The US$650 million New Horizons mission was launched January 19, 2006 atop an Atlas V rocket from Cape Canaveral, Florida. The unmanned 478 kg (1,054 lb) nuclear-powered spacecraft was sent on a 9.5-year mission to fly by Pluto and then on to study selected objects in the Kuiper Belt. Sent on a slingshot trajectory using the gravitational pull of Jupiter, New Horizons passed the orbit of Neptune on August 24 and will rendezvous with Pluto on July 14 of next year, which it will pass at a distance of 13,000 km (8,000 mi).

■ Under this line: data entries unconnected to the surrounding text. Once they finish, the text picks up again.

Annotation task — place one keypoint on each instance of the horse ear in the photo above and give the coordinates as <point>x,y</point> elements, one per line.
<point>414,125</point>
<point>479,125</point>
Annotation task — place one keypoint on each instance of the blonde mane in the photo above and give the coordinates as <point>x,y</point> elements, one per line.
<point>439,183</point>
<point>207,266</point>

According to NASA, the mission was fast tracked due to the increasing knowledge about the Kuiper Belt. Since Pluto is the most accessible object originating from there, it seemed a logical way to gain direct information. In addition, it is the first mission sent to the only unvisited planet (if you’re old school) in the Solar System.

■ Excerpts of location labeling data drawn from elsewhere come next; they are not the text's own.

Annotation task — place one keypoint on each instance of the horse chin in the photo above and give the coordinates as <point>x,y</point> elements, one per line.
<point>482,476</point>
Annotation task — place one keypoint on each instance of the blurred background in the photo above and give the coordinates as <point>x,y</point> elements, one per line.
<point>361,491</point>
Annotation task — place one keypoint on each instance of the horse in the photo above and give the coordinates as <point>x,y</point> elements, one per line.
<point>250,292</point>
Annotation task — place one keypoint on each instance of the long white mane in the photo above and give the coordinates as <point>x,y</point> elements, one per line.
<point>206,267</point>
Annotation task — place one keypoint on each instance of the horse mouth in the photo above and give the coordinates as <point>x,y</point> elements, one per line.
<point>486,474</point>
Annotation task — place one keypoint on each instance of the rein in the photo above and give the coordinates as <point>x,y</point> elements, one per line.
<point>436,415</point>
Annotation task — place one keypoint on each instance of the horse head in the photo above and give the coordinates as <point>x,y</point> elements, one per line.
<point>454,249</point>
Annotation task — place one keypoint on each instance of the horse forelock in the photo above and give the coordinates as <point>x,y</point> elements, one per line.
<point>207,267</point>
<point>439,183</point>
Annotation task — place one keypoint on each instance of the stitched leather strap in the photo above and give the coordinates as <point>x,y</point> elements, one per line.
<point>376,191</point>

NASA says that the flight team will be kept busy even after the flyby, because so much data will have been recorded that it won’t all be transmitted to Earth until October 2016.

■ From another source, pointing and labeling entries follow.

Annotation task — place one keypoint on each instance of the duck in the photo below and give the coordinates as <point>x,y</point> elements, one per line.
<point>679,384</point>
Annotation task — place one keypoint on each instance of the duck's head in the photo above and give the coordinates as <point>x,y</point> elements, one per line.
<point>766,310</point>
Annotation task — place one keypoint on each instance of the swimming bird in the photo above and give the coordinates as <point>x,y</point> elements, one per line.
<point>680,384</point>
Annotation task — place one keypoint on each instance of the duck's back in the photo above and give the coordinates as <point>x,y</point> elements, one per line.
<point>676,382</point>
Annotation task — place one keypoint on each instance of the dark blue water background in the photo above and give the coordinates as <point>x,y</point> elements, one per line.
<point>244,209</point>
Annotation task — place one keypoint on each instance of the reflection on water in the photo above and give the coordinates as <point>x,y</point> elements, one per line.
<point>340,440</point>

“We’ve worked years to prepare for this moment,” says Mark Holdridge, New Horizons encounter mission manager at the Johns Hopkins University Applied Physics Laboratory. “New Horizons might have spent most of its cruise time across nearly three billion miles of space sleeping, but our team has done anything but, conducting a flawless flight past Jupiter just a year after launch, putting the spacecraft through annual workouts, plotting out each step of the Pluto flyby and even practising the entire Pluto encounter on the spacecraft. We are ready to go.”